Intanto la giornata di ieri conferma come i mercati e gli operatori siano, nei nostri confronti, in una fase “attendista”, con il MIB in leggera crescita (+ 0,67%, peraltro il migliore in Europa), mentre lo spread è leggermente salito, passato da 236 bp a 242 bp. I mercati finanziari, verrebbe da dire, non hanno pregiudizi: per loro ciò che conta non è tanto il “colore” del Governo quanto, piuttosto, la sua capacità di affrontare i problemi e le soluzioni proposte.

Quanto sta succedendo in Gran Bretagna potrebbe essere, per il Governo nascente e per chi sarà chiamato a guidarlo, un buon precedente, in grado di far comprendere come ragionano e cosa si aspettano da una classe politica. Come noto, oltre Manica da poco più di 2 settimane è in carica un nuovo esecutivo, presieduto da Liz Truss, conservatrice, succeduta al Premier uscente dimissionario (anzi, sarebbe il caso di dire “dimissionato” dal proprio stesso partito) Boris Johnson. Venerdì, il nuovo Governo, per bocca del Cancelliere dello Scacchiere (l’equivalente del nostro Ministro del Tesoro e delle Finanze) Kwasi Kwarteng, ha presentato la più grande misura di taglio alle tasse da 50 anni a questa parte, nel tentativo di dare ulteriore impulso all’economia del Regno Unito. Va detto, ad onor del vero, che, se si parla di occupazione, la situazione non è certo quella di un’economia in crisi, con un livello di disoccupazione praticamente ai minimi storici (3,6%). Diverso se si affronta il tema inflazione: al pari della maggior parte dei Paesi europei, anche la Gran Bretagna si trova nella morsa dei prezzi, con un aumento medio del 10%, superiore alla media europea. La misura varata (che peraltro pare rivolta a favorire soprattutto le classi più abbienti, a partite da 150.000 sterline di reddito annuo) è stata, invece, accolta dai mercati in maniera molto negativa. La prima domanda che si sono posti è dove verranno reperite le coperture: in una fase economica in cui la Bank of England è impegnata, come la stragrande maggioranza delle Banche Centrali, a contenere il rialzo dei prezzi, aumentando i tassi (l’ultimo la settimana scorsa, portandoli al 2,25%) e, contemporaneamente, vendendo sul mercato una parte dei titoli governativi acquistati negli anni di politica monetaria espansiva, il Governo va nella direzione esattamente opposta, ampliando il debito pubblico (la manovra vale circa 45 MD di sterline). L’altro aspetto riguarda  il tempismo della decisione: ci si domanda, quindi, se la nuova Primo Ministro abbia la preparazione per gestire una fase così delicata e non si limiti ad interventi favoriscano più che altro il proprio elettorato.

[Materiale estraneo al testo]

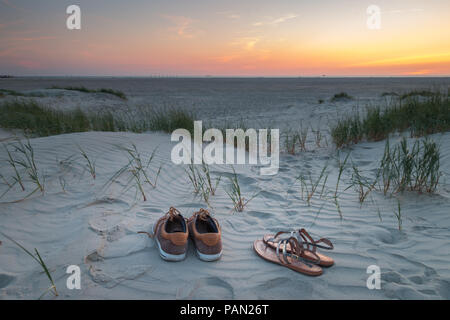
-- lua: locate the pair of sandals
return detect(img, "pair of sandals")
[253,229,334,276]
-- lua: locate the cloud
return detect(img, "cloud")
[253,13,298,27]
[163,15,200,38]
[217,11,241,19]
[231,37,261,51]
[2,0,22,10]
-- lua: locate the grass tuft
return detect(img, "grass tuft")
[331,92,450,148]
[49,86,127,100]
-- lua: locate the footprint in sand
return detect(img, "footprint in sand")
[176,277,234,299]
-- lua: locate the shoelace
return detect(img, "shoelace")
[137,207,181,239]
[166,207,181,221]
[190,208,211,221]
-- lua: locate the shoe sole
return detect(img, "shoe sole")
[155,237,186,262]
[195,250,222,262]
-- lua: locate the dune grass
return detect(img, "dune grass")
[0,89,45,98]
[379,138,441,194]
[331,92,450,148]
[0,99,194,137]
[225,168,259,212]
[0,232,58,299]
[103,143,162,201]
[49,86,127,100]
[331,92,353,102]
[0,138,45,199]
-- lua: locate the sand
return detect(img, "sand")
[0,78,450,299]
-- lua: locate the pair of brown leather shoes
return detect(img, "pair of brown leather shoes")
[153,207,222,261]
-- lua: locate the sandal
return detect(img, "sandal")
[253,237,322,276]
[263,229,334,267]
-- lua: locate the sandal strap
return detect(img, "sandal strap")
[298,228,334,251]
[267,237,320,266]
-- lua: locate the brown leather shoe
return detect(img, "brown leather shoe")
[153,207,189,261]
[188,209,222,261]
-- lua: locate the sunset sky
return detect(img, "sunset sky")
[0,0,450,76]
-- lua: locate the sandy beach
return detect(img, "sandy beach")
[0,78,450,299]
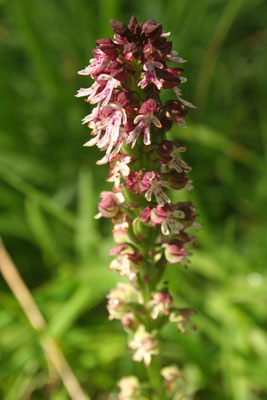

Il risultato non si è fatto attendere, con la sterlina che ha toccato i minimi storici verso il $ Usa, arrivando a perdere il 7% in 2 giorni (il crollo giornaliero più rapido dal 1870), con vendite pesanti anche sui titoli governativi, con i rendimenti che sono volati oltre il 4%, livello più alto dal 2010. E con la Bank of England in “allerta rossa”, anche se, per il momento, non si prevedono nuovi interventi al di fuori di quelli già programmati (ma se le cose dovessero procedere così non è escluso che i tassi arrivino al 6% entro la prossima primavera….).

Il messaggio, quindi, appare piuttosto chiaro (a maggior per uno Stato membro UE, come nel nostro caso): in termini di politica economica, i provvedimenti che si vorranno varare dovranno per forza di cose essere “sostenibili”, evitando allargamento del debito, se non addirittura portarlo “fuori controllo”, rispettando, quindi, quei vincoli di bilancio concordati con l’Europa e “certificati” dal Nadef, la “famosa” nota di aggiornamento che proprio in questi giorni Draghi presenterà alla Commissione Europea. E poi rispetto del PNRR, senza il quale i “rubinetti verranno chiusi”, tornato una volta di più al centro dell’attenzione dopo che, in campagna elettorale, si è ripetutamente parlato della possibilità di apportare correzioni.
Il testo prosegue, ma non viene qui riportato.